Frankenstein era un joven y prometedor líder de proyecto. En su corta pero intensa carrera había demostrado siempre un genio especial. Pragmatismo y adicción a los resultados hacían de él un cumplidor nato.
Pero el desarrollo de software es un negocio voraz e injusto. Frankenstein notaba que, a pesar de su esfuerzo y capacidad (no se caracterizaba por su modestia) pocos proyectos prosperaban.

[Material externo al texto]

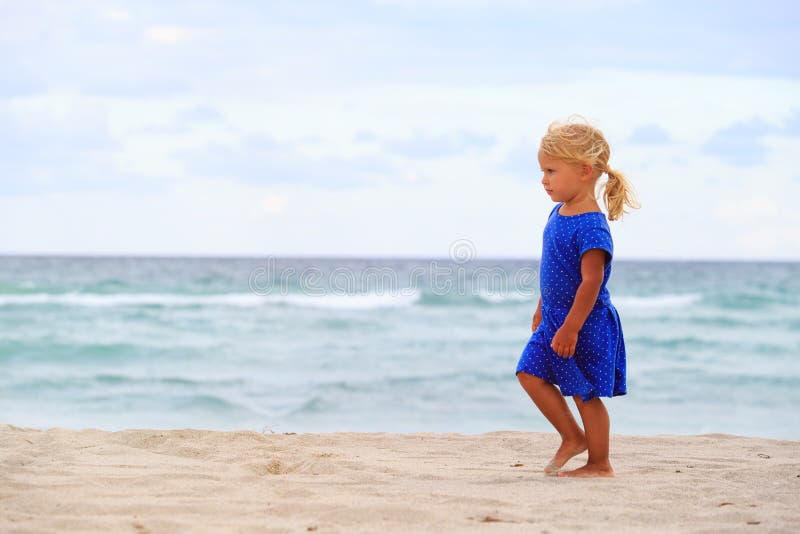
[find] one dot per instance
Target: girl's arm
(537, 316)
(592, 267)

Incluso los que lo hacían mostraban fuertes desvíos respecto de sus –en su opinión correctas- estimaciones iniciales.
Encerrado en su estudio y en estas cavilaciones, en el último piso de un oscuro edificio de Buenos Aires, al levantar la vista por sobre la pantalla brillante de rojo de su planilla de planificación y dirigirla hacia la ventana hacia un atardecer violeta y anaranjado rodeado en el horizonte por nubes de tormenta, tuvo una revelación.
“Son las personas”, murmuró. “El problema no es el proyecto, ni la planificación, ni los tiempos, ni los cambios. El problema –se dijo- es las personas”.

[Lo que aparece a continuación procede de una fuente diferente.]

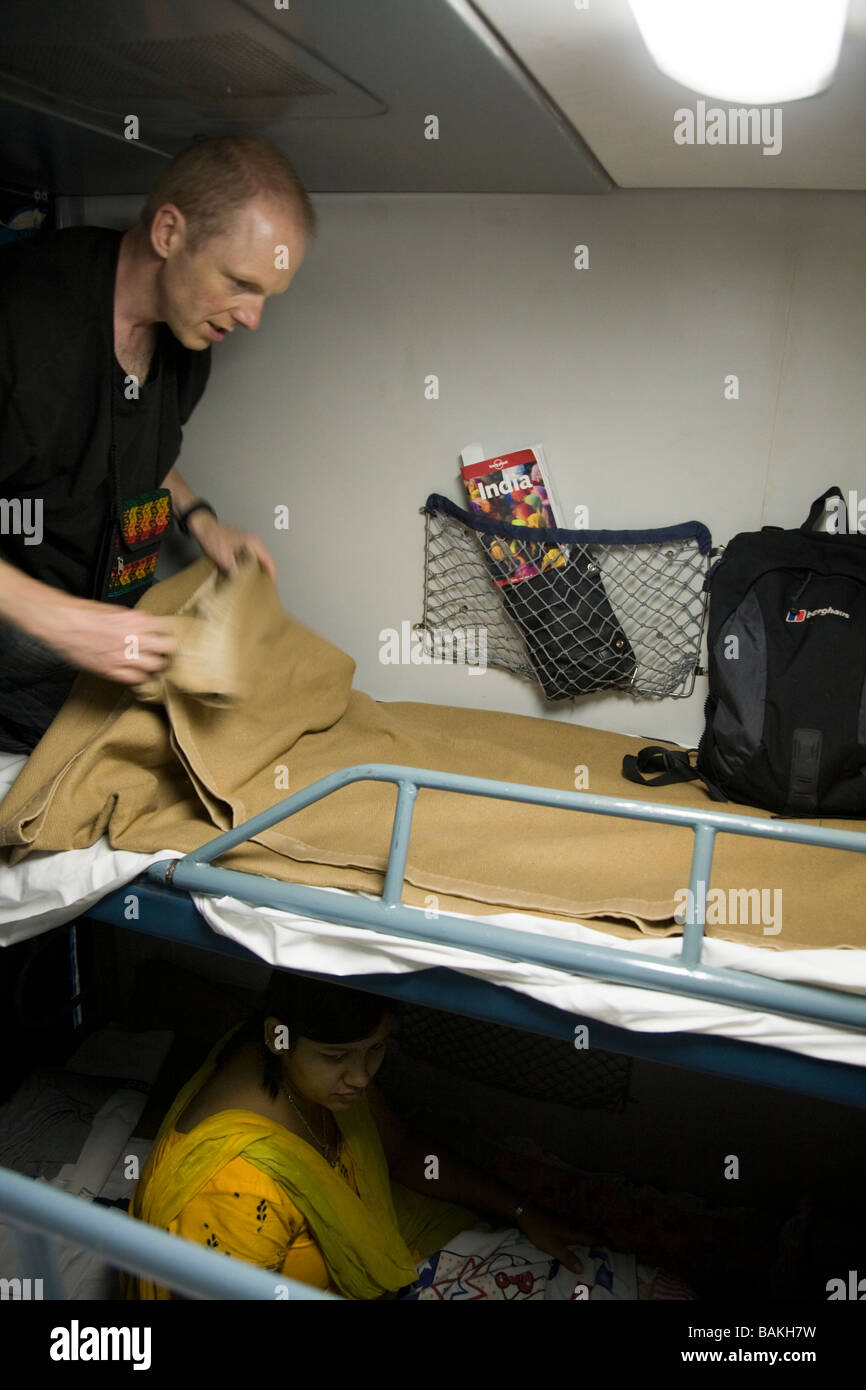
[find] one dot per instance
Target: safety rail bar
(388, 915)
(39, 1214)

Como agitadas por un maremoto vinieron a él las caras de los integrantes de su equipo, y la planilla con los horarios de entrada y salida. Vinieron sus voces comentando las salidas del fin de semana. Vinieron los datos de consumo de ancho de banda, de tiempos de sesión, de páginas solicitadas y de sitios visitados. Vinieron los ecos de extraños y atemorizantes nombres escuchados al pasar: “GMail”, “Messenger”, “Microsiervos”. Vino la música ¿de dónde salía esa música?
Esa noche durmió mal y poco. Se sentía inquieto, incómodo. Sentía que había visto algo… algo que no podía siquiera entender, algo para lo que no encontraba palabras.